4. Respect for people’s rights and dignity (menjunjung tinggi hak dan martabat manusia).
5. Concern for other’s welfare (peduli terhadap kesejahteraan orang lain).
Namun, pada tahun 2010, APA merevisi dan menetapkan lima prinsip umum penerapan kode etik:
1. Beneficence and nonmaleficence (kedermawaan dan tidak mencelakakan).
2. Fidelity and responsibility (ketulusan dan penuh tanggung jawab).
3. Integrity (integritas).
4. Justice (keadilan).
5. Respect for people’s rights and dignity (menjunjung tinggi hak dan martaban manusia).
Dari kelima prinsip di atas, terdapat 10 standar praktik psikologi yang diatur, yaitu penyelesaian isu etik, kompetensi, relasi antar manusia, kerahasiaan, iklan dan pernyataan umum, penyimpanan dokumen dan tarif, pendidikan dan pelatihan, penelitian dan publikasi, pemeriksaan psikologis, serta terapi. kode etik ini hanya berlaku bagi psikolog atau ilmuwan psikologi yang menjalankan perannya dalam bidang akademis, pendidikan, atau praktik profesionalnya. dalam hal lingkup, kode etik ini berlaku untuk interaksi dan aktivitas yang dilakukan pada berbagai konteks, seperti tetap muka, surat-menyurat, telepon, internet, dan transmisi elektronik lainnya.

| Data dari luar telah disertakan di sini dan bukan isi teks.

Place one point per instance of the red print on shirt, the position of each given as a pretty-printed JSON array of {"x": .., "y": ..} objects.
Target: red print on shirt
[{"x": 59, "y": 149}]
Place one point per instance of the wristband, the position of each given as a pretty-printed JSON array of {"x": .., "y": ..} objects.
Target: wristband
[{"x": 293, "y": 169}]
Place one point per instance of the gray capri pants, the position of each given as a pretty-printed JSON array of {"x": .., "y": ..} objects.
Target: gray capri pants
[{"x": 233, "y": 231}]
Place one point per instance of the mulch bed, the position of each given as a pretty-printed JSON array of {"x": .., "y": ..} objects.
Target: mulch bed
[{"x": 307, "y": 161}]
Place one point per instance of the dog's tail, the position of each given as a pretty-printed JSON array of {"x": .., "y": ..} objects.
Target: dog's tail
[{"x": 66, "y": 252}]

Kode etik ini sifatnya mengikat pada individu yang menjadi anggota APA sehingga ada tanggung jawab bagi anggota untuk mempelajari dan terus mengikuti perkembangannya.
Terinspirasi dari kode etik psikologi yang diterbitkan oleh APA, kode etik psikologi Indonesia ditetapkan oleh HIMPSI terdiri atas 14 bab dan 80 pasal yang mengatur berbagai praktik psikologi, termasuk kompetensi, kerahasiaan rekam dan
hasil pemeriksaan psikologi, hubungan antar manusia, penelitian dan publikasi, serta berbagai praktek lainnya. dengan prinsip serupa kode etik yang ditetapkan oleh APA, prinsip kode etik psikologi Indonesia bersifat mengikat mahasiswa, ilmuwan psikologi, atau psikolog yang menjadi hak anggota HIMPSI sehingga jika terdapat pelanggaran terhadap kode etik dapat berkonsekuensi pada berbagai sanksi sampai diberhentikan keanggotaannya.